To investigate the accuracy of multidetector computed tomography (MDCT) findings, and the effect of tumor volume in determining the perinephric and renal sinus invasion in clear cell renal cell carcinomas (ccRCCs). Fifty patients with ccRCCs underwent non-contrast and nephrographic-phase contrast-enhanced MDCT examination before total nephrectomy. The following MDCT features were used to diagnose perinephric fat tissue invasion: perinephric stranding, perinephric vascularity, and irregular contour. The following MDCT features were used to diagnose renal sinus fat invasion: elongation of tumor into renal sinus, invasion, or compression of pelvicalyceal system. Histopathologic examinations were used as a gold standard. Fourteen out of 50 ccRCCs patients (28%) had histopathological-proven perinephric fat tissue invasion.

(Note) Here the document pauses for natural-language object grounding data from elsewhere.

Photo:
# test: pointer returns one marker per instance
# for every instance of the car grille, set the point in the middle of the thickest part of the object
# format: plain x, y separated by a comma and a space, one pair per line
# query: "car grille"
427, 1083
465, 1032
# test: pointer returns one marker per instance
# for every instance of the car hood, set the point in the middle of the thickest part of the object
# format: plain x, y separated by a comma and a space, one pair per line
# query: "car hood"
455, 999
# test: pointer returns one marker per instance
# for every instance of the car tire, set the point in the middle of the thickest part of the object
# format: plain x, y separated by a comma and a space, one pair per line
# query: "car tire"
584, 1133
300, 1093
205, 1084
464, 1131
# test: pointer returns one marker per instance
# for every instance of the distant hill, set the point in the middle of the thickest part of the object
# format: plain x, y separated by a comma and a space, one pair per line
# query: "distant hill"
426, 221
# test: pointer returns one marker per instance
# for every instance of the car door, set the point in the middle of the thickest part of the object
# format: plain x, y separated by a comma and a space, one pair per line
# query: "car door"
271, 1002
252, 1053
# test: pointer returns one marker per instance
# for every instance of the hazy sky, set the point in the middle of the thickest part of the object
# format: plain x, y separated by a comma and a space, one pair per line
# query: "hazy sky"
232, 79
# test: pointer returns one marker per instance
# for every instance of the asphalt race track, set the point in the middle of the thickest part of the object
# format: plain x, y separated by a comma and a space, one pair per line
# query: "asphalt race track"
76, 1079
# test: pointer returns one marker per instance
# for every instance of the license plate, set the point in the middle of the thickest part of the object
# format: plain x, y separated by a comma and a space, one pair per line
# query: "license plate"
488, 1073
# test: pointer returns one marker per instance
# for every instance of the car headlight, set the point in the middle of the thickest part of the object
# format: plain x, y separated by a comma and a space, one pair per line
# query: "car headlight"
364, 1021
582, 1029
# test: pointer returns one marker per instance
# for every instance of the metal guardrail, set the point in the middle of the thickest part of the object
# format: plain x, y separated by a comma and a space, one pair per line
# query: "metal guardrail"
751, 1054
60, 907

The sensitivity, specificity, PPV, NPV, and accuracy of MDCT in the detection of perinephric fat tissue invasion were found 64%, 58%, 38%, 80%, and 60%, respectively. Seven out of 50 ccRCCs patient (14%) had histopathological-proven renal sinus invasion. The sensitivity, specificity, PPV, NPV, and accuracy of MDCT in the detection of renal sinus invasion were found 85%, 65%, 28%, 96%, and 68%, respectively. The area under of curve (AUC) value of tumor volume in the detection of perinephric fat invasion was 0.631. The AUC value of tumor volume in the detection of renal sinus invasion was 0.803. MDCT has a good sensitivity for detection of renal sinus fat invasion, but low PPV and specificity in patients with ccRCC. Tumor volume, and invasion into the pelvicalyceal structures can aid in the diagnosis of renal sinus fat invasion preoperatively.